Aldermen express concern about Sheridan bike lane project, show support for lower speed limit


Colin Boyle/The Daily Northwestern

ASG President Christina Cilento addresses the mayor, aldermen and city staff at City Council on Monday. Cilento advocated for the city to make Sheridan Road safer with the installation of bike lanes and the lowering of the speed limit.

Erica Snow, Assistant City Editor

Aldermen discussed the details of two-way bike lanes and unanimously approved a motion to consider reducing the Sheridan Road speed limit to 25 mph at a City Council meeting Monday.

Conversation surrounding the bike lanes was renewed last month after the death of Northwestern first-year student Chuyuan “Chu” Qiu, who was killed after being struck with a cement truck while turning onto Sheridan Road. Bike lanes are set to be constructed next summer after being delayed in 2014.

Ald. Judy Fiske (1st) said the four lanes of traffic for a few blocks on Sheridan Road create a dangerous situation for pedestrians, bicyclists and motorists on the busiest section of the road. Fiske said she had hoped to see a plan for three lanes of traffic on Sheridan instead with pedestrian medians at crosswalks.

“I don’t feel entirely comfortable that this is a very pedestrian-friendly response in those four blocks,” Fiske said, referring to the blocks with four lanes of traffic. “I don’t see that this is making anything better.”

Lara Biggs, chief of the city’s Engineering and Capital Planning Bureau, outlined the restructuring of many intersections on Sheridan Road. She said the traffic would likely still exist if Sheridan only allowed for three lanes of traffic.

With the current plan, Sheridan would be resurfaced and widened in areas that have bike lanes and four lanes of motor traffic. Traffic signals would also be upgraded to have bike-specific signals.

At the Foster Street bus and shuttle stop, a raised bus platform will match the height of the raised bike lanes. Along most of Sheridan Road, a 3-foot-wide concrete median will protect the bike lanes. The plan is projected to cost $12.2 million.

Ald. Ann Rainey (8th) said the Sheridan Road project would be a “disaster waiting to happen.” She pointed to the bike lane project on Dodge Avenue, which she said was a failure that ultimately made the street more dangerous for bikers.
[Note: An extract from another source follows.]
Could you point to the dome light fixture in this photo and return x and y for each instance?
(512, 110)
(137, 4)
However, Rainey said she still supported the plan to make Sheridan safer, but it required more thought to not inadvertently cause too much traffic.
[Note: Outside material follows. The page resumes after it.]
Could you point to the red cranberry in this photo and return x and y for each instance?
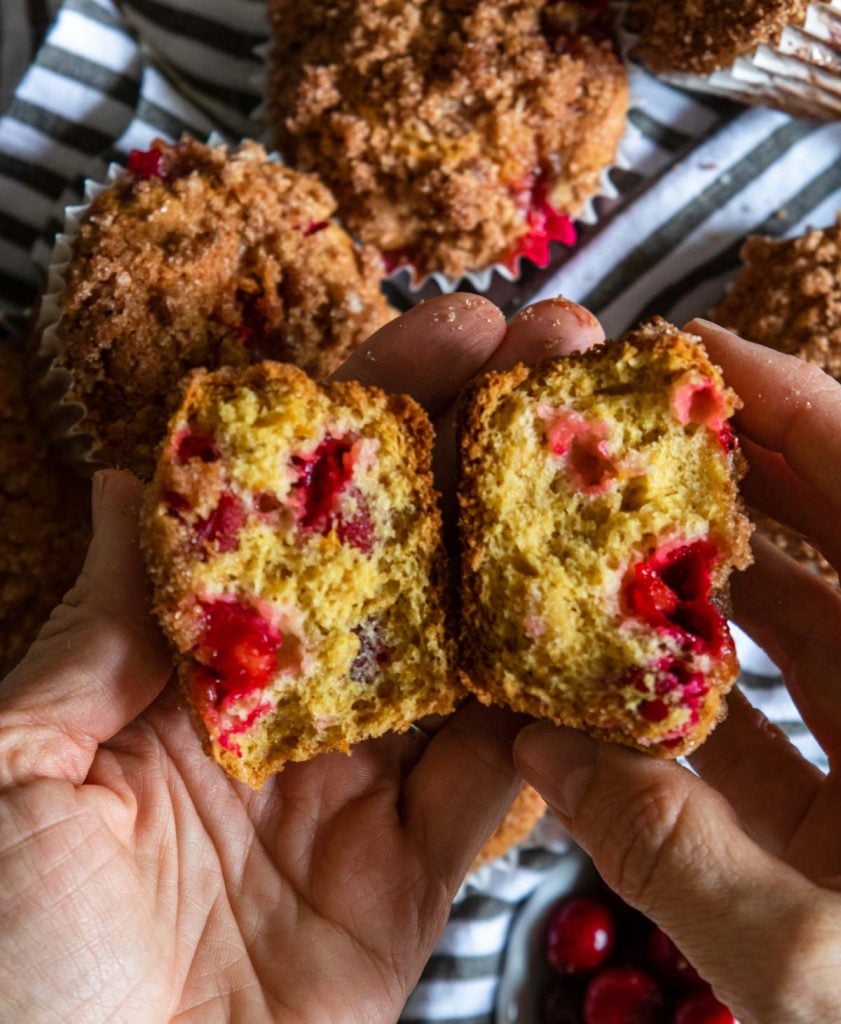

Ald. Donald Wilson (4th) countered Rainey’s point: He said Sheridan Road faces different problems than Dodge Avenue and the plan as it currently is addresses many safety concerns.

Wilson added a “culture change” is necessary to slow traffic on Sheridan Road. He said drivers need to slow down and people need to stop being “jerks” on the road.
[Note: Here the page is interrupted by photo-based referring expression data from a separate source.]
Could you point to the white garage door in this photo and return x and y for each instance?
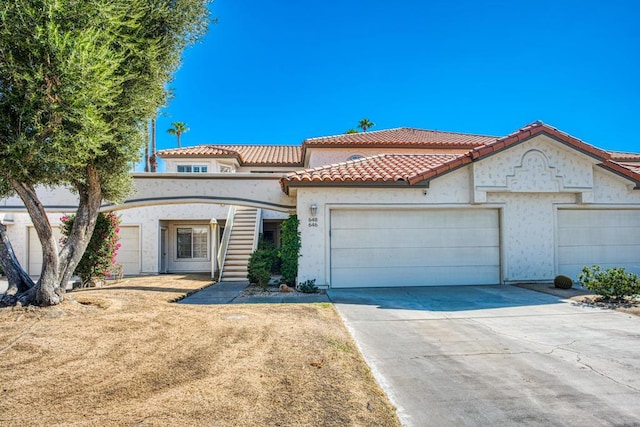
(376, 248)
(35, 250)
(609, 238)
(129, 253)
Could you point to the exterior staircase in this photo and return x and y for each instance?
(238, 242)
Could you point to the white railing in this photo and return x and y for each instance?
(222, 253)
(256, 232)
“We have to … work toward changing that culture and focusing on safety over convenience,” Wilson said. “The idea that bikes do this, cars do that. It’s not bikes, cars and pedestrians. It’s people. It’s human beings.”

By reducing the speed limit and the lanes available to motor traffic, Associated Student Government President Christina Cilento said Sheridan Road could incentivize people to ride bikes or walk instead of drive. In a citizen comment, Cilento mentioned the resolution passed Oct. 12 in ASG Senate in support of the bike lanes.

“Infrastructure can precede culture and can also shape culture,” Cilento told The Daily. “We should be building aspirationally toward decades from now.”

After discussion of the bike lanes plan, alderman voted unanimously to approve a motion to reduce the speed limit on Sheridan Road from 30 to 25 mph. Emily Blim, a Communication senior, made a petition in September calling on the city to reduce the speed limit.

The city will draft a speed limit ordinance, which aldermen will then vote on in the coming weeks. If passed, the lower speed limit would officially be implemented.

This headline has been updated for clarity.